NFIB Virginia will be holding a webinar on Wednesday, July 29 with a labor attorney to provide detailed information on how small businesses get their workplaces compliant with the new emergency standard.  Be on the lookout for information on how to register.

Here is just a brief summary:

The rules require all employers to:

  • Mandate social distancing
  • Assess their workplaces for potential exposure to the virus and the hazard levels of all job tasks
  • Mandate face coverings for employees in customer-facing positions or when social distancing isn’t possible
  • Clean and disinfect commonly used areas and equipment
  • Provide easy and frequent access to both handwashing and hand sanitizer
  • Screen employees prior to entry to work
  • Notify employees within 24 hours if a coworker tests positive for the virus
  • Bar employees known or suspected to be positive for COVID-19 from returning to work for 10 days or until they receive two consecutive negative tests

In addition to CDC and OSHA guidelines, the standard includes provisions that require employers to:

  • Provide flexible sick leave policies, telework and staggered shifts when feasible
  • Notify the Virginia Department of Health of positive COVID-19 tests
  • Notify VOSH of three or more positive COVID-19 tests within a two-week period
  • Provide COVID-19 training of all employees within 30 days (except for low-hazard places of employment)
  • Prepare infectious disease preparedness and response plans within 60 days (except for employers with 10 or less employees)
  • Post or present agency-prepared COVID-19 information to all employees

Many of the additional regulations are for jobs deemed medium, high or very high risk.
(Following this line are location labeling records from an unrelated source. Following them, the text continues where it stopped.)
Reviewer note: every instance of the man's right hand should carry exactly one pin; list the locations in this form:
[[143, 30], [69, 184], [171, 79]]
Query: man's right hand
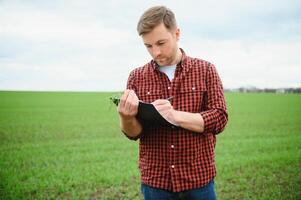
[[128, 105]]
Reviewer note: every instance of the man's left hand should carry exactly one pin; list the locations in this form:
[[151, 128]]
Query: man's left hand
[[166, 110]]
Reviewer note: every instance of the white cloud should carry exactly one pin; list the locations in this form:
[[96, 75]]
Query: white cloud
[[79, 45]]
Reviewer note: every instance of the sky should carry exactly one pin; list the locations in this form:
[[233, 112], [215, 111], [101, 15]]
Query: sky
[[92, 45]]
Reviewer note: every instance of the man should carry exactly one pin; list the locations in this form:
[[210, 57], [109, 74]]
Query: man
[[176, 161]]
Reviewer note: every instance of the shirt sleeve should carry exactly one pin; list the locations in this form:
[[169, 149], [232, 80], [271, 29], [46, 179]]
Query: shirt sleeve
[[131, 86], [215, 116]]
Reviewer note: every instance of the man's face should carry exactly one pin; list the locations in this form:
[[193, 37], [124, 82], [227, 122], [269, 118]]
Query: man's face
[[162, 45]]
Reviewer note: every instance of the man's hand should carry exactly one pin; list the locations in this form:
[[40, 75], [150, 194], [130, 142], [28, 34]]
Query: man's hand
[[128, 106], [164, 107]]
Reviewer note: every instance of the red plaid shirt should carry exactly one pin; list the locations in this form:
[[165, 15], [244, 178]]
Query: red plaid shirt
[[173, 158]]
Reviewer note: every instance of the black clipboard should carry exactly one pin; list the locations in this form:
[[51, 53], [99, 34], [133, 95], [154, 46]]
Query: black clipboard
[[147, 113]]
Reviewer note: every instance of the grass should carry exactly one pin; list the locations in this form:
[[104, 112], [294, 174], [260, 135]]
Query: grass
[[65, 145]]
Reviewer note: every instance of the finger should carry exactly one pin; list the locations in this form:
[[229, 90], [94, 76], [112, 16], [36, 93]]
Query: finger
[[132, 102], [123, 98], [160, 102]]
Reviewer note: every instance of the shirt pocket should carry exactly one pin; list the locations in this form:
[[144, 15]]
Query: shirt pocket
[[192, 98], [150, 94]]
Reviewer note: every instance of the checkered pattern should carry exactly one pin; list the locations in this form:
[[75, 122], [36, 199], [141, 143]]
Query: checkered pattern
[[173, 158]]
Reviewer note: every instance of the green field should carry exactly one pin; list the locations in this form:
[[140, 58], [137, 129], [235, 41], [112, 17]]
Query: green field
[[68, 146]]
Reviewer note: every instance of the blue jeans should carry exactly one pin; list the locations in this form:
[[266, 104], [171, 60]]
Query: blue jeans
[[204, 193]]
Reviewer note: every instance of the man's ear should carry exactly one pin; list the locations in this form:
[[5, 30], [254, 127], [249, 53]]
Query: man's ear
[[178, 34]]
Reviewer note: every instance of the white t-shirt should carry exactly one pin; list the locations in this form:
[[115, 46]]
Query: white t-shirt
[[169, 71]]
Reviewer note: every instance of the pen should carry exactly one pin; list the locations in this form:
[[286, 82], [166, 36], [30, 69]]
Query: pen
[[169, 98]]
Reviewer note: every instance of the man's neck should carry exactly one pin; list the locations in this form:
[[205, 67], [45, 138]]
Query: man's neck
[[178, 57]]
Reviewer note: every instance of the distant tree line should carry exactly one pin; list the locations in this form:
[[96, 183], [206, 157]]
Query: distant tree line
[[264, 90]]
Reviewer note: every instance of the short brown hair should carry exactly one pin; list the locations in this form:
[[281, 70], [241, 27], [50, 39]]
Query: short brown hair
[[155, 16]]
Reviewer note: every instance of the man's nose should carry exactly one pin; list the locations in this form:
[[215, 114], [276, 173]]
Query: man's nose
[[156, 51]]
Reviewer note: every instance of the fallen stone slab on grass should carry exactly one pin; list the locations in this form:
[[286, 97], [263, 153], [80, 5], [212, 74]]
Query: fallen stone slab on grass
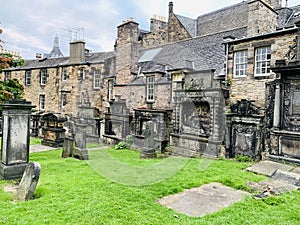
[[208, 198], [287, 177], [29, 182], [268, 168]]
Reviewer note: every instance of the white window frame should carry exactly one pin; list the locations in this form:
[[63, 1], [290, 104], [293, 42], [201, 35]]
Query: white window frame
[[64, 74], [240, 63], [262, 61], [150, 88], [43, 76], [28, 77], [42, 101], [97, 79], [63, 99]]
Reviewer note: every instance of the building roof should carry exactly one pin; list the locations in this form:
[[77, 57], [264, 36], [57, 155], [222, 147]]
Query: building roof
[[201, 53], [189, 24], [92, 58]]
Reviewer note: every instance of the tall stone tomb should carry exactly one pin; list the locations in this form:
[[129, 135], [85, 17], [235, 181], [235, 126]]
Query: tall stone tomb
[[15, 138]]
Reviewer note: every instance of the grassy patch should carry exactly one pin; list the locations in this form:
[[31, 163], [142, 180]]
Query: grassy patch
[[71, 191]]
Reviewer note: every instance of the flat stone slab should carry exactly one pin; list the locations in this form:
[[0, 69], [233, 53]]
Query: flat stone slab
[[267, 168], [287, 177], [40, 148], [208, 198]]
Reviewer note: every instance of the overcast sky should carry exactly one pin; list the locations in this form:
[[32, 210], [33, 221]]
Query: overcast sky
[[30, 26]]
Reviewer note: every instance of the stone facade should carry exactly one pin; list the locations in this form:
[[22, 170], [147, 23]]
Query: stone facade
[[252, 87]]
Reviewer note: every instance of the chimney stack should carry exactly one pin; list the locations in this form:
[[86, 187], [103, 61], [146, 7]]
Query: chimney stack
[[77, 52]]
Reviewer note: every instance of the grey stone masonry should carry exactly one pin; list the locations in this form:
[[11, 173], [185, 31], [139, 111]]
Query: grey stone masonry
[[15, 138], [29, 182]]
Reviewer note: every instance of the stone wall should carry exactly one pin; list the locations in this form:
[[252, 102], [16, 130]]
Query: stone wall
[[250, 87], [176, 31], [127, 50], [74, 86], [261, 18], [236, 17]]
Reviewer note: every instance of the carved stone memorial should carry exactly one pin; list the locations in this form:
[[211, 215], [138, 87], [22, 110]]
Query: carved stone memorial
[[15, 138], [283, 137], [148, 151], [79, 150], [29, 182]]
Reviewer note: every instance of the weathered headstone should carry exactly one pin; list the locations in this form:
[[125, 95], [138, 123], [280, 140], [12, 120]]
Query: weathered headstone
[[29, 182], [80, 151], [148, 151], [15, 138]]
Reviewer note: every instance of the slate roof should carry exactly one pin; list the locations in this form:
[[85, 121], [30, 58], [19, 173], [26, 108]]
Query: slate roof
[[201, 53]]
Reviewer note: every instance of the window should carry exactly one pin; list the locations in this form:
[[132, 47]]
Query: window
[[64, 74], [110, 90], [82, 73], [240, 63], [97, 79], [42, 102], [28, 77], [150, 88], [262, 61], [63, 99], [7, 75], [43, 76]]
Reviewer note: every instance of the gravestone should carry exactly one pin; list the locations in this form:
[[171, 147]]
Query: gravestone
[[148, 151], [15, 138], [79, 150], [29, 182]]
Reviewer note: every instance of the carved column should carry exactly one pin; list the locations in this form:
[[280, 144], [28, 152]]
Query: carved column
[[276, 120]]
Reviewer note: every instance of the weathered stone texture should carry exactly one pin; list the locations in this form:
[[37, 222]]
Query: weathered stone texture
[[236, 17], [250, 87], [261, 18], [176, 31]]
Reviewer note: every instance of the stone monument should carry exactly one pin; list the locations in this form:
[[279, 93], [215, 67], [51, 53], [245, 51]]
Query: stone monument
[[79, 150], [148, 151], [29, 182], [15, 138]]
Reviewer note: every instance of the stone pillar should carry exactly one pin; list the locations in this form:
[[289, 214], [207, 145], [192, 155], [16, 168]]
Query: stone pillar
[[80, 151], [276, 120], [148, 151], [298, 42], [15, 138]]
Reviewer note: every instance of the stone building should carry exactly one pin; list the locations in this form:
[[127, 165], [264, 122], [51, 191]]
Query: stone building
[[63, 84]]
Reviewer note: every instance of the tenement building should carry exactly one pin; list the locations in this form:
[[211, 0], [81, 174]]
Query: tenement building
[[203, 82]]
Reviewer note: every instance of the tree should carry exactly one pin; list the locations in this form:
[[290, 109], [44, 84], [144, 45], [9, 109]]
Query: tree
[[8, 60], [11, 89]]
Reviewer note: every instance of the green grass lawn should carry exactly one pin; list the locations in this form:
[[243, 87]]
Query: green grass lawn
[[71, 191]]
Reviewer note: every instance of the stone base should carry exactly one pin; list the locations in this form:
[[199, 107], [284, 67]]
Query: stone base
[[79, 153], [148, 154], [12, 171]]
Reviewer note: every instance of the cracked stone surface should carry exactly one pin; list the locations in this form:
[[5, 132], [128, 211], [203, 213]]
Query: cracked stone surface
[[208, 198]]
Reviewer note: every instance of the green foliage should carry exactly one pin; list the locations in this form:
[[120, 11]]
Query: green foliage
[[7, 61], [11, 89], [71, 192], [243, 158]]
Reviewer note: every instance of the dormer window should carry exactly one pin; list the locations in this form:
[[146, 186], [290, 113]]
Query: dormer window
[[262, 61]]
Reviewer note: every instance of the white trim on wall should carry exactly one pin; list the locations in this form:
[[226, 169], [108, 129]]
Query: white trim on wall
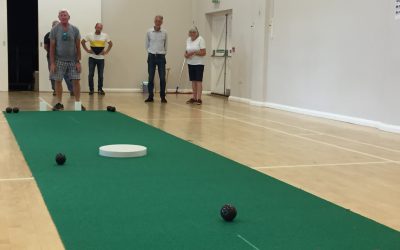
[[354, 120], [3, 46]]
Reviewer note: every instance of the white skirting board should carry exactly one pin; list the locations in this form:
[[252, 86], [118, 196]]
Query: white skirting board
[[336, 117]]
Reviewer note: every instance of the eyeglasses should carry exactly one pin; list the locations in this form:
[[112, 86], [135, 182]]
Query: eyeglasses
[[65, 36]]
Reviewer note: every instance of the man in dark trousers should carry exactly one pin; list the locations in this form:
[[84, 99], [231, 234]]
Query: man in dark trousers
[[156, 46]]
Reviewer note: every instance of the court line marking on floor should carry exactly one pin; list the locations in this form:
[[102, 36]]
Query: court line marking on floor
[[17, 179], [43, 100], [248, 242], [325, 165], [318, 132], [295, 135]]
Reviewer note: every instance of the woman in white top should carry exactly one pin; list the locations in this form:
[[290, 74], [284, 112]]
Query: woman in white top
[[195, 52]]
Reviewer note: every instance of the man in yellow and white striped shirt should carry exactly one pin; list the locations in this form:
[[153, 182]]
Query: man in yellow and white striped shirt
[[98, 43]]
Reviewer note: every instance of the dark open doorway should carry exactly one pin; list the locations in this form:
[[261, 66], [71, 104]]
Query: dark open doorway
[[23, 57]]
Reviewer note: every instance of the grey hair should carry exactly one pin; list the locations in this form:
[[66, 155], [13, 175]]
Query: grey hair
[[54, 23], [63, 10], [194, 29]]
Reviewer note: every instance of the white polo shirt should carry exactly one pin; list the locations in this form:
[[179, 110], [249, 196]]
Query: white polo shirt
[[156, 41], [192, 46]]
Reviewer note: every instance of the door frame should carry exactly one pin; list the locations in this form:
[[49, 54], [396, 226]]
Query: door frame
[[3, 46]]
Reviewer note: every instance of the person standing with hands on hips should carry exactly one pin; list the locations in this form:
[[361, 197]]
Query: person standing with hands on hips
[[156, 46], [98, 41], [194, 54]]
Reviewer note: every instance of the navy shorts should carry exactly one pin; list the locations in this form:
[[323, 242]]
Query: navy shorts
[[196, 72]]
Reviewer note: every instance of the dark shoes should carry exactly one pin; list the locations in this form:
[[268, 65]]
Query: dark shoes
[[191, 101], [58, 107], [194, 101], [150, 99]]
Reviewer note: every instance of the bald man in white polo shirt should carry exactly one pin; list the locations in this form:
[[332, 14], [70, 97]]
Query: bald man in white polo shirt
[[156, 46]]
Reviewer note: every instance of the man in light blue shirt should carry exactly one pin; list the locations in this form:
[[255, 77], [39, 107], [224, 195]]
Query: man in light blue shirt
[[156, 46]]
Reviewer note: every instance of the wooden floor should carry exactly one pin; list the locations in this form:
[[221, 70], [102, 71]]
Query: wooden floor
[[355, 167]]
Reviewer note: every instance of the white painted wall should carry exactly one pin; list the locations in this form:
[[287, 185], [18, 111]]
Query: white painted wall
[[3, 47], [249, 26], [339, 57], [84, 15], [127, 23]]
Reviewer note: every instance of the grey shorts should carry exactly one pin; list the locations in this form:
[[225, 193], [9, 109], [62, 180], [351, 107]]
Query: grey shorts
[[65, 68]]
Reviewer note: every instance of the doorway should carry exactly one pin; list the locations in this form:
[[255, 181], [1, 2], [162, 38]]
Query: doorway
[[23, 57], [221, 45]]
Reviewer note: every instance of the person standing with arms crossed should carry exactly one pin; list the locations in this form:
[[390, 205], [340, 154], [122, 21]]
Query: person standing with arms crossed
[[156, 46], [65, 56], [98, 41], [194, 54], [46, 43]]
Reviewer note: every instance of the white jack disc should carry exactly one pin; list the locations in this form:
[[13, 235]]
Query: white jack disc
[[122, 151]]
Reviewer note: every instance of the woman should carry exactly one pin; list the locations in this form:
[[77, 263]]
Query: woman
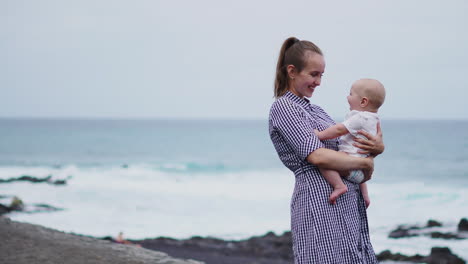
[[322, 233]]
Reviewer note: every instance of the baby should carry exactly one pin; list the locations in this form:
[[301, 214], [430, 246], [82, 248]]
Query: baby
[[365, 98]]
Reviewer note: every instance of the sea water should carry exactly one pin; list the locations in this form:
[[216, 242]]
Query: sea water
[[180, 178]]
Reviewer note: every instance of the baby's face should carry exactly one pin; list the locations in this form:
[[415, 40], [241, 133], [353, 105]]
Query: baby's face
[[354, 99]]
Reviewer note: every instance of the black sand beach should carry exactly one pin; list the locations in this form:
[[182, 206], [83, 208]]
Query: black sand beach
[[26, 243]]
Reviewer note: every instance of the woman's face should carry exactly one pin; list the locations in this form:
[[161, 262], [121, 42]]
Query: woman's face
[[304, 83]]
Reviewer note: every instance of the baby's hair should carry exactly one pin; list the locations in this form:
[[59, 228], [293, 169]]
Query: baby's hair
[[373, 90]]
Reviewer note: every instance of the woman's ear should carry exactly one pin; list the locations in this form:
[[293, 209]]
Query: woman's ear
[[291, 71], [364, 101]]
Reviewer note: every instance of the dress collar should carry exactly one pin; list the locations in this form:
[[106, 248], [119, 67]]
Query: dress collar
[[300, 101]]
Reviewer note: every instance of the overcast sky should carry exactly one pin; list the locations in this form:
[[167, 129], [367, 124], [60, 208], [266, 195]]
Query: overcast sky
[[216, 59]]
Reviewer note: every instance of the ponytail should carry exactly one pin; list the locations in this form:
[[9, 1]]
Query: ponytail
[[292, 52]]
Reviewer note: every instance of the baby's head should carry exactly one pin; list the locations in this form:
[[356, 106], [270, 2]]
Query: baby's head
[[366, 95]]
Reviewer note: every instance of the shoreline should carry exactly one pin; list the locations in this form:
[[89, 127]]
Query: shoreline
[[28, 243]]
High and very high-risk jobs are defined as those in which there is a high probability an employee will come in contact with people known or suspected to be infected with the virus, such as health care workers and first responders.

Medium risk jobs are defined as those that “require more than minimal occupational contact” with other employees or the general public, such as workers in settings like restaurants, grocery and retail stores, correctional facilities, factories and plants.

The standard protects employees who raise reasonable concerns about infection control to print, online, social or other media.  It also requires building and facility owners to report positive COVID-19 tests to employer tenants.

The maximum penalty for violating the rules is set at $13,000, but “willful and repeat” violations could result in fines up to $130,000.

NFIB Virginia provided written comments opposing the emergency regulations.  You can read them HERE.  Also, State Director Nicole Riley has routinely spoken in opposition to the press, explaining that current CDC guidelines that most businesses are already following are enough. This included an op-ed in the Free Lance-Star on that topic and articles in the Washington Post, Richmond Times Dispatch and Inside NOVA.